False Albacore Genetics Research

*Last Updated January 5th, 2023*

Albie genetic data have been collected and analyzed for Year 1 of The Albie Project. Samples were collected from New York, Massachusetts and North Carolina this past fall. Initial results indicate that we are likely looking at one coastwide stock. To gain more clarity, we are initiating a broader DNA study in Year 2 of The Albie Project in 2023.


A note from Steven Bogdanowicz:

“Briefly, I constructed a DNA library enriched for microsatellite loci from a single fish we caught with Vinny in Montauk last October. PCR primers to 4-base repeats were designed and ordered, and DNAs from fin clips were extracted with a simple Sodium Hydroxide/Tris protocol. Primer pairs were pooled in groups of 23 loci, DNA samples were amplified, barcoded, and sequenced, and the resulting diploid genotypes were called with a python script. Final data matrix has 77 individuals and 68 unique microsatellites.

Two different softwares (Structure and adegenet) were used to analyze the data. Important to remember here that we didn’t set out to determine whether fish from NY/MA/NC were different from each other; rather we’re asking “If we take a sample of albies from a pretty broad area at about the same time, how many genetic groups do we see?” Both softwares agree that the answer to that is “one.” The attached Probability by K graph (Figure 1 – screenshot below) is from Structure, and shows most likely number of groups (k) is 1. The attached Rplot_BIC pdf is from adegenet, and shows the same (lowest BIC value represents the most likely number of groups).”

Figure 1. “This Probability by K graph is from Structure, and shows most likely number of groups (k) is 1. “

3 Responses

  1. Please can you provide more info on the data?
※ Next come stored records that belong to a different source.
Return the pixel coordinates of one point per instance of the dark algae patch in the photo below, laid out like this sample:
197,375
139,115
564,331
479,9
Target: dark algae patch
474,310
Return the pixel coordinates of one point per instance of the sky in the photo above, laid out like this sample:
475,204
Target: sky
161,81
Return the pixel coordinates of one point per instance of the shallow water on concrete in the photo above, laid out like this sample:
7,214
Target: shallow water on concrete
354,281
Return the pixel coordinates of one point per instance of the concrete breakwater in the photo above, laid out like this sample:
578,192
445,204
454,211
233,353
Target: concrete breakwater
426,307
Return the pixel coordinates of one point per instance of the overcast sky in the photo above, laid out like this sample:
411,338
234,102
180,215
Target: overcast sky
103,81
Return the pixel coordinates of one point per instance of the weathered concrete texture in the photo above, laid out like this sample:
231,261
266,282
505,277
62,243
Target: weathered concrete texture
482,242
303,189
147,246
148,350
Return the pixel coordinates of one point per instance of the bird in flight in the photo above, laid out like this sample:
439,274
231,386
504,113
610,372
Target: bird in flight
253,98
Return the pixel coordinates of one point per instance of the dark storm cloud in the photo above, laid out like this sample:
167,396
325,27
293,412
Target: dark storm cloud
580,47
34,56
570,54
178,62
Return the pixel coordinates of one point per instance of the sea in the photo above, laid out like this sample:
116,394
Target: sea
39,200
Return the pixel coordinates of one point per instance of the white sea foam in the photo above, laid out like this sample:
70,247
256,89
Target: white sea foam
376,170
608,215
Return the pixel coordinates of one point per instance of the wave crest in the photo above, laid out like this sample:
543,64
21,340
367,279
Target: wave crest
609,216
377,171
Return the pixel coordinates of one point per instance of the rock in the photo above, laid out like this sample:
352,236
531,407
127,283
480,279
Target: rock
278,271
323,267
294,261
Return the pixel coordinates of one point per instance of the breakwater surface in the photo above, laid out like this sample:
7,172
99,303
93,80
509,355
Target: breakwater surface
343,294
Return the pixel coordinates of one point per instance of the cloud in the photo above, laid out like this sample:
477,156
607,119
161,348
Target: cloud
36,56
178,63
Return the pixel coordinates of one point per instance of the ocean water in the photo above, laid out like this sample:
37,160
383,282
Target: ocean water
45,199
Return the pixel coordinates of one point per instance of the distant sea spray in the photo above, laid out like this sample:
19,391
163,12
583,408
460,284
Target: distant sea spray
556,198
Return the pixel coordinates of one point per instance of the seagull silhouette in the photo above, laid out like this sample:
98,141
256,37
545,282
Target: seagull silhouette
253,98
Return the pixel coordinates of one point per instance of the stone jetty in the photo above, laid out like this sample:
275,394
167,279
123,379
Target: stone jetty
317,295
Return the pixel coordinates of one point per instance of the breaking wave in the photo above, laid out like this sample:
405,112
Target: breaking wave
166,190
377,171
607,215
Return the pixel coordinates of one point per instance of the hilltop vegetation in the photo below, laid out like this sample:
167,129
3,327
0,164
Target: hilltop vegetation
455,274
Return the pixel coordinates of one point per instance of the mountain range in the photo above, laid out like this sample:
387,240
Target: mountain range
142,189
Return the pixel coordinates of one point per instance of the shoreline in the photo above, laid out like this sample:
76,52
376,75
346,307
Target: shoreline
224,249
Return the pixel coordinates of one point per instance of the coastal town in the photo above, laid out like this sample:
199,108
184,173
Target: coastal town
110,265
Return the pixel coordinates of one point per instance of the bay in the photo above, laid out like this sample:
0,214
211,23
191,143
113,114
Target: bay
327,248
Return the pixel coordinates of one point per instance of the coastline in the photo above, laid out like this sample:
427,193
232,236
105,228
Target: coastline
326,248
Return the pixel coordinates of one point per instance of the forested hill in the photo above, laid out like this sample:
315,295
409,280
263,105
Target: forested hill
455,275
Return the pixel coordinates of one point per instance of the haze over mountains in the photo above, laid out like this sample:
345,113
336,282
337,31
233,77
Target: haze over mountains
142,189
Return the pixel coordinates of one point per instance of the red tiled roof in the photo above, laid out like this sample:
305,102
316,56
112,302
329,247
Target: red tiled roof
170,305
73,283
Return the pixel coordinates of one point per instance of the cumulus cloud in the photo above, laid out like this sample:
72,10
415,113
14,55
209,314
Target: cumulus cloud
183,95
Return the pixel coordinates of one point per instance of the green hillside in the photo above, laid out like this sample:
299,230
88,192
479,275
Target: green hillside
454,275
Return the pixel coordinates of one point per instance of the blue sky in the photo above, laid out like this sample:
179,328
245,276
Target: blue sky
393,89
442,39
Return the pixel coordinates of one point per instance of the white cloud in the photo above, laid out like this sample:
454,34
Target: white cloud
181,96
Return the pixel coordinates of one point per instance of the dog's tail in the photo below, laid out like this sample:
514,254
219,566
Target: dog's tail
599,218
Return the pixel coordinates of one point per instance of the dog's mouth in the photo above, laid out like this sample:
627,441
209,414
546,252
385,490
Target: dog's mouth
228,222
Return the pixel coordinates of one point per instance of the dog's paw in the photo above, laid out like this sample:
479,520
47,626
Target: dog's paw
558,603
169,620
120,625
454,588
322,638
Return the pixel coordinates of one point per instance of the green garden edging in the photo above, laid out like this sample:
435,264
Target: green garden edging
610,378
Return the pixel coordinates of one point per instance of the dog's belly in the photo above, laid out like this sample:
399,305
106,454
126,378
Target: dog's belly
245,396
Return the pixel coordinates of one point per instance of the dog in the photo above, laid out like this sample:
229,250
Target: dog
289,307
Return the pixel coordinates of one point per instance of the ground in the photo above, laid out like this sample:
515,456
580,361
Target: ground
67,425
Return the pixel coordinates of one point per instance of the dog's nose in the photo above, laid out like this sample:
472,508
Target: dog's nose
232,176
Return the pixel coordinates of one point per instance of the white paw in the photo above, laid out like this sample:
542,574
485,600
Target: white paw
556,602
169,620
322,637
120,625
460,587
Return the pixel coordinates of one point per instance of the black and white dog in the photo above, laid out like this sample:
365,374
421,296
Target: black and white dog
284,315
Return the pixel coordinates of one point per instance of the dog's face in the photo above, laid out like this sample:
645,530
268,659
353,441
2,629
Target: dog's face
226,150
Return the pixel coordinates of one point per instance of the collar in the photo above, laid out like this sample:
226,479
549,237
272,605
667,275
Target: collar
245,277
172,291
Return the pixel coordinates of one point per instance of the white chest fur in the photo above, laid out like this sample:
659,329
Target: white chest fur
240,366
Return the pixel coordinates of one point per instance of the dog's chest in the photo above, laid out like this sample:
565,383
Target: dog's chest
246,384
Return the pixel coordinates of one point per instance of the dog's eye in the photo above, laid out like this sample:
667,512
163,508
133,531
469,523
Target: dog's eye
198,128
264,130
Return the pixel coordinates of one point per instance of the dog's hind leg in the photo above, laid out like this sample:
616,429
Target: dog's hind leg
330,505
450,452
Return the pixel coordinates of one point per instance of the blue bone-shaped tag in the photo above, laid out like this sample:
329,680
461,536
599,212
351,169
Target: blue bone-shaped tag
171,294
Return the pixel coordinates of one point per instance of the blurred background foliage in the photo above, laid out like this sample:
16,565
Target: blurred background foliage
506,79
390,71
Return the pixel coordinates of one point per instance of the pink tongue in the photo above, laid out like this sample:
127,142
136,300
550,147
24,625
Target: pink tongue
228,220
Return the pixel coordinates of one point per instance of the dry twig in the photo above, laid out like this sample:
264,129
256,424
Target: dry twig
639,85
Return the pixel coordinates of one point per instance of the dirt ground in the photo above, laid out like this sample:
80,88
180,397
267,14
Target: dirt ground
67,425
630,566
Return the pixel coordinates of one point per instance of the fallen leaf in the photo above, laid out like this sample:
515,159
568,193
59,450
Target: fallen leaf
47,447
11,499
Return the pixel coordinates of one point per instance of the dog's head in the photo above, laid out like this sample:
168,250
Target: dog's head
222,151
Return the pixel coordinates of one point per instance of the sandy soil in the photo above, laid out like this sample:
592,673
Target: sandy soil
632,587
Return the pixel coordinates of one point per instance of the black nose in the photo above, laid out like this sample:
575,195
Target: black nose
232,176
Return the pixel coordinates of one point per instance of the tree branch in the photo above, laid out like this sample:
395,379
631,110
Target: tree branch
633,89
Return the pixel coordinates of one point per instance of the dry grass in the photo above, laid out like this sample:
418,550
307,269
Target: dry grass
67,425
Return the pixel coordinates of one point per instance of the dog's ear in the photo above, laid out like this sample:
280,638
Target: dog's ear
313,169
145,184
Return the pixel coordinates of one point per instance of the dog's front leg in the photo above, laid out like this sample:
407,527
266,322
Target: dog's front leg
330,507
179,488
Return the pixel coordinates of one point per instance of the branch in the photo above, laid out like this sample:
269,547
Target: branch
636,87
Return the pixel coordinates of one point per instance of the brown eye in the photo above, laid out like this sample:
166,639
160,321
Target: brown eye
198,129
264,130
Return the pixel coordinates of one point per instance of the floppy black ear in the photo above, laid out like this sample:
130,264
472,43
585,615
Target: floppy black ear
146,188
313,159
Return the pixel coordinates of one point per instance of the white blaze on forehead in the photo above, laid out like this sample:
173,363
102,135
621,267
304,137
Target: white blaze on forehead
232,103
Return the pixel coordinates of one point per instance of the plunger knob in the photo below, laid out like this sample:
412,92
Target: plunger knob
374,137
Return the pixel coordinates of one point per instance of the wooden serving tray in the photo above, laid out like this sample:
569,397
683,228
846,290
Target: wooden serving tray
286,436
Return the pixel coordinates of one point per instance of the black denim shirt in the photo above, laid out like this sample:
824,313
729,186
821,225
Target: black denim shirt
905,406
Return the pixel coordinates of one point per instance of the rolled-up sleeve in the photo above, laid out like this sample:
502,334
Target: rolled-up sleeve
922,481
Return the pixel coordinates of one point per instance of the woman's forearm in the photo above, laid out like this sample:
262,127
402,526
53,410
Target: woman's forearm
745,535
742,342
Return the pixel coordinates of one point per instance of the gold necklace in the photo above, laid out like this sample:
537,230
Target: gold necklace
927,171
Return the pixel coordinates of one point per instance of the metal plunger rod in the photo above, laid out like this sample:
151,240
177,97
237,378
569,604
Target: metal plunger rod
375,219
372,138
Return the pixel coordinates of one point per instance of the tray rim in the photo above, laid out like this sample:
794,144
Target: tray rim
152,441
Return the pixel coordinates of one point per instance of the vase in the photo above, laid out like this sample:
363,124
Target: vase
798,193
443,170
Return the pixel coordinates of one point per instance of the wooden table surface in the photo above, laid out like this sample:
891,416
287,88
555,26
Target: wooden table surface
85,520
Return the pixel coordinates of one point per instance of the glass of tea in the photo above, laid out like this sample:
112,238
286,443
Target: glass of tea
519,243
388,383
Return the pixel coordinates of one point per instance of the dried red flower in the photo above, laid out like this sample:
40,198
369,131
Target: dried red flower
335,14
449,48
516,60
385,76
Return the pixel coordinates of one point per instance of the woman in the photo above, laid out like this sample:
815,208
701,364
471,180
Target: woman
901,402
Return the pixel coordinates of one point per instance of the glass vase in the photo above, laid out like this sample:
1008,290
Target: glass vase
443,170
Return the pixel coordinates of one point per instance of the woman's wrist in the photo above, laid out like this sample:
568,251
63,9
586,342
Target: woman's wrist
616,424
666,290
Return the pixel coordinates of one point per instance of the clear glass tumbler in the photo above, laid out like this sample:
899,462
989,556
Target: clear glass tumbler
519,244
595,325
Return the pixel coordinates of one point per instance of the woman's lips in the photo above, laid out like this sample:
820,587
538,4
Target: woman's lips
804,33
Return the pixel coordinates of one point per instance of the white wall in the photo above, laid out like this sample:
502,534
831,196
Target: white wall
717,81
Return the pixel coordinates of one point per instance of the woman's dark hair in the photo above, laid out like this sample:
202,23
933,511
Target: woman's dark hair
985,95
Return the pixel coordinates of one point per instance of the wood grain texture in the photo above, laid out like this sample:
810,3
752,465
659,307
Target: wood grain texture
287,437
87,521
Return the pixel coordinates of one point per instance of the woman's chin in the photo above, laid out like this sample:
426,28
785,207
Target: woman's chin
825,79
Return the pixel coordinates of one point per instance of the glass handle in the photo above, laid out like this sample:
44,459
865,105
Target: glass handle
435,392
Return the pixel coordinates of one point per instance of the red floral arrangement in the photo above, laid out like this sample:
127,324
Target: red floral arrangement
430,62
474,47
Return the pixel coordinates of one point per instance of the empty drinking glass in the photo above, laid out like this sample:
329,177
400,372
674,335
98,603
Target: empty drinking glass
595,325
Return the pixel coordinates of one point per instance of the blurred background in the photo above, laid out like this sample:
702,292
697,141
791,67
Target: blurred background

I’ve done tons of microsat work (I’m a popgen prof) but old school fragment analysis where each locus was genotyped separately and there were many alleles per locus. Is that what you get from Illumina data? Your comment about primers annealing to the repeats is confusing. But what I’d love to see is the basic data of # alleles per locus, He on average across loci, F averaged across loci, and what the structure plot looks like with K=2 . . ..

    This is very exciting!!!!!!!!!!!!!!!!!!